Concolic testing (a portmanteau of concrete and symbolic, also known as dynamic symbolic execution) is a hybrid software verification technique that performs symbolic execution, a classical technique that treats program variables as symbolic variables, along a concrete execution (testing on particular inputs) path. Symbolic execution is used in conjunction with an automated theorem prover or constraint solver based on constraint logic programming to generate new concrete inputs (test cases) with the aim of maximizing code coverage. Its main focus is finding bugs in real-world software, rather than demonstrating program correctness.
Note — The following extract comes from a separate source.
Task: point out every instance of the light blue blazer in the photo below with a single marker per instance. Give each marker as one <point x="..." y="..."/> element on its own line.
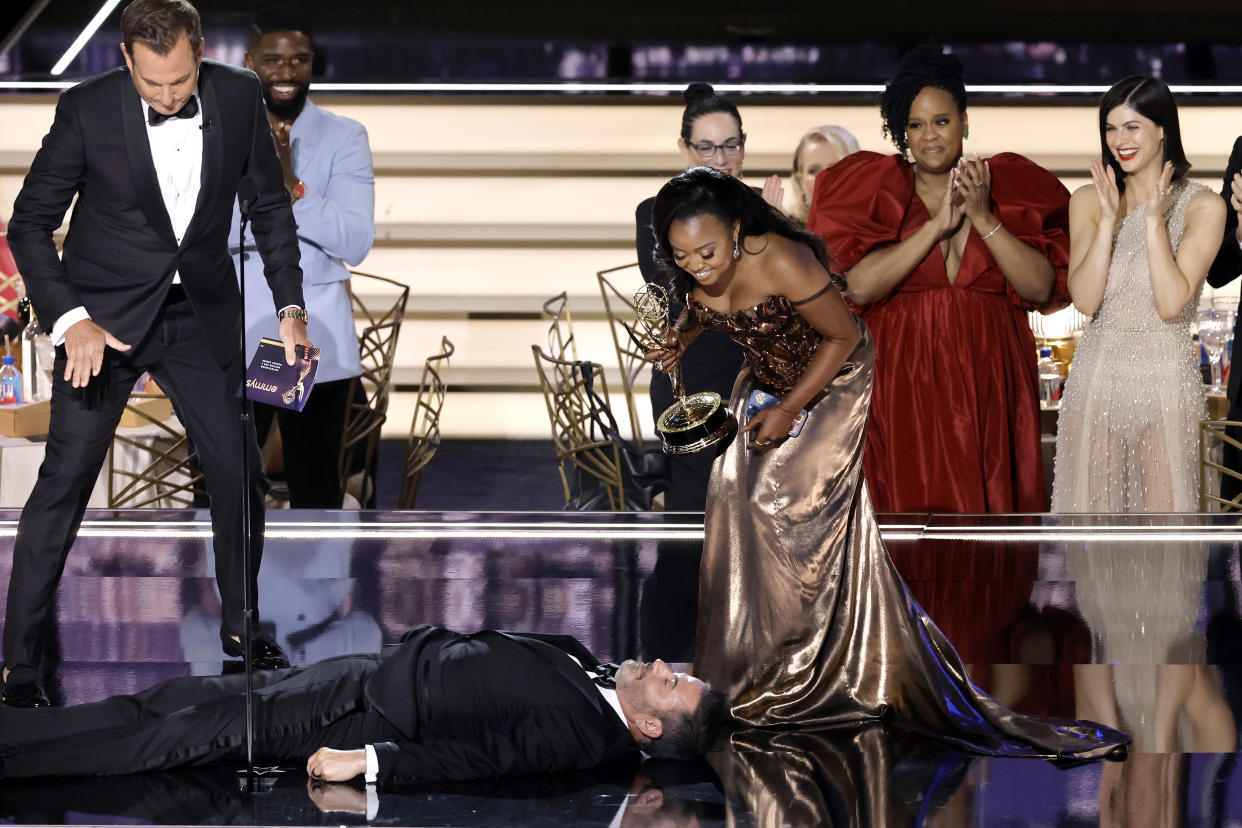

A description and discussion of the concept was introduced in "DART: Directed Automated Random Testing" by Patrice Godefroid, Nils Klarlund, and Koushik Sen. [1] The paper "CUTE: A concolic unit testing engine for C", [2] by Koushik Sen, Darko Marinov, and Gul Agha, further extended the idea to data structures, and first coined the term concolic testing. Another tool, called EGT (renamed to EXE and later improved and renamed to KLEE), based on similar ideas was independently developed by Cristian Cadar and Dawson Engler in 2005, and published in 2005 and 2006. [3] PathCrawler [4] [5] first proposed to perform symbolic execution along a concrete execution path, but unlike concolic testing PathCrawler does not simplify complex symbolic constraints using concrete values. These tools (DART and CUTE, EXE) applied concolic testing to unit testing of C programs and concolic testing was originally conceived as a white box improvement upon established random testing methodologies. The technique was later generalized to testing multithreaded Java programs with jCUTE, [6] and unit testing programs from their executable codes (tool OSMOSE). [7] It was also combined with fuzz testing and extended to detect exploitable security issues in large-scale x86 binaries by Microsoft Research's SAGE. [8] [9]
The concolic approach is also applicable to model checking. In a concolic model checker, the model checker traverses states of the model representing the software being checked, while storing both a concrete state and a symbolic state. The symbolic state is used for checking properties on the software, while the concrete state is used to avoid reaching unreachable states. One such tool is ExpliSAT by Sharon Barner, Cindy Eisner, Ziv Glazberg, Daniel Kroening and Ishai Rabinovitz [10]
Implementation of traditional symbolic execution based testing requires the implementation of a full-fledged symbolic interpreter for a programming language. Concolic testing implementors noticed that implementation of full-fledged symbolic execution can be avoided if symbolic execution can be piggy-backed with the normal execution of a program through instrumentation. This idea of simplifying implementation of symbolic execution gave birth to concolic testing.
An important reason for the rise of concolic testing (and more generally, symbolic-execution based analysis of programs) in the decade since it was introduced in 2005 is the dramatic improvement in the efficiency and expressive power of SMT Solvers. The key technical developments that lead to the rapid development of SMT solvers include combination of theories, lazy solving, DPLL(T) and the huge improvements in the speed of SAT solvers. SMT solvers that are particularly tuned for concolic testing include Z3, STP, Z3str2, and Boolector.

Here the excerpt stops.